The diameter of the RATAN-600 is 576 m. The circumference - 1809 m. The average speed of an adult is 1.4 meter/sec. Which means that in 1293 seconds you can walk along the circumference of the RATAN-600, which is approximately 21min 33sec.

Inspired by the actual footprint of the radio telescope, curators used the sound piece by one of the researchers from the Backcasting K1 team as a key to unlock the claim mentioned above. The music was assembled simultaneously with the Backcasting K1 moving image project – manipulating samples, found sounds and using software synthesis to add a further dimension to their experiments in place-making: listening as an alternative way to imagine future versions of civilisation on Earth.

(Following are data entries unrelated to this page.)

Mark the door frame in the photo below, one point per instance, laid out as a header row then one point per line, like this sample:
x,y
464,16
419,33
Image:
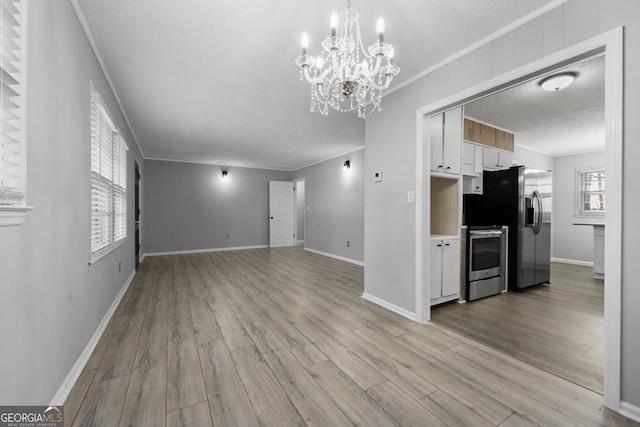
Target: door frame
x,y
304,210
292,208
611,43
137,206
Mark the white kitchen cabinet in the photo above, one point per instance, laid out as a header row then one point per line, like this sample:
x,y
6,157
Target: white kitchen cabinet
x,y
494,159
445,269
471,159
472,185
445,136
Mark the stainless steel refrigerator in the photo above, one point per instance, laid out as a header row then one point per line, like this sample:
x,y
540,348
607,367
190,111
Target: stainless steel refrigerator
x,y
519,198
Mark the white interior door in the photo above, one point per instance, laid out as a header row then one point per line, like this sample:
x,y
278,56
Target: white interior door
x,y
281,211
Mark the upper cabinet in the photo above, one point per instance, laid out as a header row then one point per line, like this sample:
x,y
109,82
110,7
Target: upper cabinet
x,y
487,135
471,159
493,159
445,135
494,147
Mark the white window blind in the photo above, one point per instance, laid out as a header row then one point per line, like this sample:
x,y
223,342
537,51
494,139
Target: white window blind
x,y
590,192
108,183
12,161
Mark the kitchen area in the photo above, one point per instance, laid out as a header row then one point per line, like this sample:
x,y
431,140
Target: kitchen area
x,y
517,229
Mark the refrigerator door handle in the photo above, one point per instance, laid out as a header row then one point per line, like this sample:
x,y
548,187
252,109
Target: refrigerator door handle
x,y
538,218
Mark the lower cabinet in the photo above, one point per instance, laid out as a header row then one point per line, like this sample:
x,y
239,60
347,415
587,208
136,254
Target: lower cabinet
x,y
445,269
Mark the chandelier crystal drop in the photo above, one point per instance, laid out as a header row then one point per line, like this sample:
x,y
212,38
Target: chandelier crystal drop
x,y
346,76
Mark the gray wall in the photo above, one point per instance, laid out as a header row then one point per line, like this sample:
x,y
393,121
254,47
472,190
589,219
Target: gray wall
x,y
572,242
52,301
532,159
336,206
189,206
300,209
391,148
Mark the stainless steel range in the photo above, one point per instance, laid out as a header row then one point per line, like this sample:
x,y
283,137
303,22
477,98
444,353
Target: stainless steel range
x,y
486,261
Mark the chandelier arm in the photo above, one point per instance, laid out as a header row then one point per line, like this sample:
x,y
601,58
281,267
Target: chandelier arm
x,y
348,77
308,76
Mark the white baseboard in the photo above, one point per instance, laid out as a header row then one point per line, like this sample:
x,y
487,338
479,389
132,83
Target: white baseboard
x,y
198,251
391,307
68,383
630,411
572,262
341,258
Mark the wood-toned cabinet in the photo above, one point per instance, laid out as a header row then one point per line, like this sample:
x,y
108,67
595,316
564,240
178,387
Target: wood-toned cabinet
x,y
473,185
493,159
445,135
487,135
445,269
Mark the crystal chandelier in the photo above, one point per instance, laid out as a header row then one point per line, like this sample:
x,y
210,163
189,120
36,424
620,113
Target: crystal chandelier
x,y
347,77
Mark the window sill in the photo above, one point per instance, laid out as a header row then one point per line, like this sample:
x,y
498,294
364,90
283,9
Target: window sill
x,y
99,256
13,215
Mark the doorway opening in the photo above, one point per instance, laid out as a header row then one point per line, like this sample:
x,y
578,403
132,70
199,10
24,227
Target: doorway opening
x,y
300,211
611,44
557,326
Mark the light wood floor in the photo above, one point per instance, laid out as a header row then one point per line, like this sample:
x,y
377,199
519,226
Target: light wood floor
x,y
282,337
557,327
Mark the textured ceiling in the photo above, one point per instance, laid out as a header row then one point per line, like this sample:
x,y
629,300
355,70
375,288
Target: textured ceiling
x,y
211,81
556,123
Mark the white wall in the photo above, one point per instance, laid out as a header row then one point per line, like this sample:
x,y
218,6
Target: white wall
x,y
336,206
52,301
391,147
571,242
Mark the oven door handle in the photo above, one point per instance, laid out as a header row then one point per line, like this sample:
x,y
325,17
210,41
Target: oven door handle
x,y
486,233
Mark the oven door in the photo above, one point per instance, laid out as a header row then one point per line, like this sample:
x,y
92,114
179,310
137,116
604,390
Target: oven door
x,y
485,254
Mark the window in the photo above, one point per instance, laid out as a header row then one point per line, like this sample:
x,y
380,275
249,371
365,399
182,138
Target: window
x,y
108,182
12,148
590,193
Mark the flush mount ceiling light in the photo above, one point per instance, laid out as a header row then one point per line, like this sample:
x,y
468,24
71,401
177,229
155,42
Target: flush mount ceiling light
x,y
557,82
345,76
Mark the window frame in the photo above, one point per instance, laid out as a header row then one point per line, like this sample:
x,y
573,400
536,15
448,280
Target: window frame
x,y
579,191
108,184
13,207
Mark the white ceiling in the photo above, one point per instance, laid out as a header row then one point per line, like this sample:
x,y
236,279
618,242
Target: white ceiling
x,y
211,81
555,123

The specificity of the sight has enhanced the awareness that the project has to be strictly site-specific.
RATAN 21.33 describes the relationship between physical location and the human body. The duration of the sound walk is set by the circumference of the RATAN-600 and the length of the accompanying musical composition.

The suggested vision re-contextualises the known role of the RATAN-600 structure, mobilises the site-specific and the human domains, functioning on the intersection of art, science, architecture and performance. This immersive element plunges us into the field of performativity of architecture. RATAN-600 as a metaphor endows the concept behind the structure of the radio telescope with supplementary meanings, which it is up to the visitor to delve into or to bypass.

Backcasting K1 is a project by a group of researchers from The Terraforming, Strelka Institute, about energy, civilisation and planetarity. It repurposes a scale, invented by Soviet astrophysicist Nikolai Kardashev in 1964 to classify extraterrestrial civilisations, to assess what planetary civilisation means here on earth. The Kardashev scale proposed that huge amounts of energy would be a fundamental requirement of any advanced technological civilisation. The center piece of Backcasting K1, 2020, is a two-channel video installation. It depicts four scenarios for the development of our civilisation. The video is accompanied by the voice of the narrator, who describes the two variables: the first is whether most of the energy produced is used on Earth or in space, the second is the method of generating energy. The researchers made a “hindsight” for each of the scenarios, tracing the chain of events backwards from 2600 to 2020.